Video courtesy of the Journal of the American Medical Association.
Smarter cancer therapy. For more than a decade, as research has provided more and more data about the genetic underpinnings of various cancers, this has been the goal of investigators seeking to devise better treatments with fewer side effects. Rather than taking the approach of traditional cancer therapies, which attack all rapidly dividing cells, these new drugs target the specific genetic changes inside cancer cells.
Now a study from a multicenter consortium co-led by Memorial Sloan Kettering has found that driver mutations — genetic changes that directly induce cells to become cancerous or spur their malignant behavior — can be found in about two-thirds of patients with advanced lung adenocarcinomas. Furthermore, survival was increased for patients who were given drugs matched to specific driver mutations.
“Since the discovery of the first gene linked to lung cancers in 2003, Memorial Sloan Kettering has made the testing of genetic mutations in lung tumor specimens our mission,” says Mark G. Kris, the William and Joy Ruane Chair in Thoracic Oncology and one of the leaders of the new study. “It’s been a priority to do this for every person with lung cancer treated here.”
In 64 percent of patients tested for all ten target genes, the investigators were able to uncover a genetic driver. The most common mutations were those in genes called KRAS, EGFR, and ALK. Of these patients, 28 percent were given a therapy designed to target the mutation driving their individual cancers. The average survival of patients receiving a targeted drug was extended more than a year, from 2.4 years to 3.5 years.
“This testing is all about information, giving your doctor the information that can assist him or her in making the best choice for you, and providing that personalization of care,” Dr. Kris says. “This study shows that you can get useful information this way, and that it ultimately leads to a targeted therapy in more than a quarter of cases.”
Memorial Sloan Kettering Leads the Way
“Lung cancers are the model for how to treat patients with targeted cancer therapies. We’ve been doing it since 2004,” Dr. Kris says. That year, Memorial Sloan Kettering’s Molecular Diagnostics Service, led by molecular pathologist Marc Ladanyi, developed a test — the first of its kind approved by the state of New York — to test our patients with lung cancers for the EGFR gene mutation. (Researchers here and at two institutions in Boston had discovered the mutation the previous year.)

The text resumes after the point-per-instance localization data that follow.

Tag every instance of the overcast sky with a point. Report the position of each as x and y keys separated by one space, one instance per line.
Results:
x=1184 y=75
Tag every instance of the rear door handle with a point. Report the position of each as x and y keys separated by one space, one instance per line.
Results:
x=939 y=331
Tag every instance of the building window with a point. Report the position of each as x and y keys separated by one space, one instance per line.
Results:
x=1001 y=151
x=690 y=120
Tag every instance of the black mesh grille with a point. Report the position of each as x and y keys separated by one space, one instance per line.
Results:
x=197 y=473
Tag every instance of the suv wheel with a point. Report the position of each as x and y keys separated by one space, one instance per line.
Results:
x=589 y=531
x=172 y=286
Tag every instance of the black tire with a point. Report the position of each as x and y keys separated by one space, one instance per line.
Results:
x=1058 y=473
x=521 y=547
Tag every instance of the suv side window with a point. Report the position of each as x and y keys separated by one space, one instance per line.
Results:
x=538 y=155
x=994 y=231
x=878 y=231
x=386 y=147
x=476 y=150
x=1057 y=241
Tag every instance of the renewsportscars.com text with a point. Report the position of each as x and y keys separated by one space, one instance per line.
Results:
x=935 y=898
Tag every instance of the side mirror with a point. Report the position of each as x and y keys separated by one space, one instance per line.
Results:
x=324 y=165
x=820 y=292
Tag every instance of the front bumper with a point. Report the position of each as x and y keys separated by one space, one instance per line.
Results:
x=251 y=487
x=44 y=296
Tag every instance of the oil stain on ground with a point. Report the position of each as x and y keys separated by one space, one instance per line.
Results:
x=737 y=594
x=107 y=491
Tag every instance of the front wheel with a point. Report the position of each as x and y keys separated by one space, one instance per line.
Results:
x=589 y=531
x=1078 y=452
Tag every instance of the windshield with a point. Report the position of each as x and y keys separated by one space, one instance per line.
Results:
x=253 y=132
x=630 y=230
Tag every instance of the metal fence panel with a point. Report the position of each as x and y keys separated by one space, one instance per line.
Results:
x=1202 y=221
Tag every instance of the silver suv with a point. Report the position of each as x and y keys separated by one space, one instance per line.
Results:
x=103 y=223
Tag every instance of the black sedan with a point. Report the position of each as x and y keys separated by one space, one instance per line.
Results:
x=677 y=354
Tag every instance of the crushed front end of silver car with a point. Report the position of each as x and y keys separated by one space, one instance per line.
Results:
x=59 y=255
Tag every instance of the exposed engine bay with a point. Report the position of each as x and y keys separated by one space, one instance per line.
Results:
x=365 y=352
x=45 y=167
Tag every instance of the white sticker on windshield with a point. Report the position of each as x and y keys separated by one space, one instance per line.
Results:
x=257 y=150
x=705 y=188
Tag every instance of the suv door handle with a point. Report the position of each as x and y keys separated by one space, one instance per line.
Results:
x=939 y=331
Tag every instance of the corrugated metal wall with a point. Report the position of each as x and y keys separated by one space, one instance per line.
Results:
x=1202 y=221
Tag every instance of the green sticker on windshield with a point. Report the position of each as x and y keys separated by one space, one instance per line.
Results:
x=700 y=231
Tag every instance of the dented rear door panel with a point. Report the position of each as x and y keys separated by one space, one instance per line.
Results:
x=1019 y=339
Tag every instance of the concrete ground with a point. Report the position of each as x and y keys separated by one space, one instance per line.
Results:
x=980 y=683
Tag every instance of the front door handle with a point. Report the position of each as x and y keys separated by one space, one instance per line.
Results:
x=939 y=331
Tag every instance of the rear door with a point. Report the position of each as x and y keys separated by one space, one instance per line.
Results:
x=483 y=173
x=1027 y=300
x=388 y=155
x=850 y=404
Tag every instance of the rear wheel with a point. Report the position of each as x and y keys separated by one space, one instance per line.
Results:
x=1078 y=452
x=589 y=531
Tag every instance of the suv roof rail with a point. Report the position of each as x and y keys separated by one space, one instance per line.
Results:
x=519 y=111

Based on the EGFR test results, patients could be given the drug Iressa® (gefitinib) or Tarceva™ (erlotinib), both of which have been shown to target EGFR mutations.
Dr. Kris notes that Memorial Sloan Kettering’s testing capabilities have grown tremendously in the past decade. With its latest genetic testing assay, known as MSK-IMPACT, the institution can now simultaneously search across 341 cancer-related genes for mutations in every patient sample. Genomics researcher Michael Berger and Dr. Ladanyi led the development and clinical implementation of MSK-IMPACT.
There are already targeted therapies available for many of these 341 genetic changes, including drugs now in wide use and compounds in various stages of clinical trials.
The next step for the LCMC is to routinely identify more targets, such as RET, another lung cancer target with a matched therapy that is under study by Memorial Sloan Kettering investigators. Next-generation inhibitors of ALK and EGFR are being studied as well.
On a broader scale, Memorial Sloan Kettering physicians and scientists will continue to test all patients with advanced cancers to look for driver mutations, and to match those patients with the treatments that are most likely to provide a benefit.
“Being able to do this kind of genetic testing was a vision in 2003” shortly after the Human Genome Project was completed, Dr. Kris concludes. “In 2014, it’s become a reality, and this study is just one example of how this information can help us make better treatment choices for all people with cancers.”
This study was funded by the National Cancer Institute under grant 1RC2CA148394-010.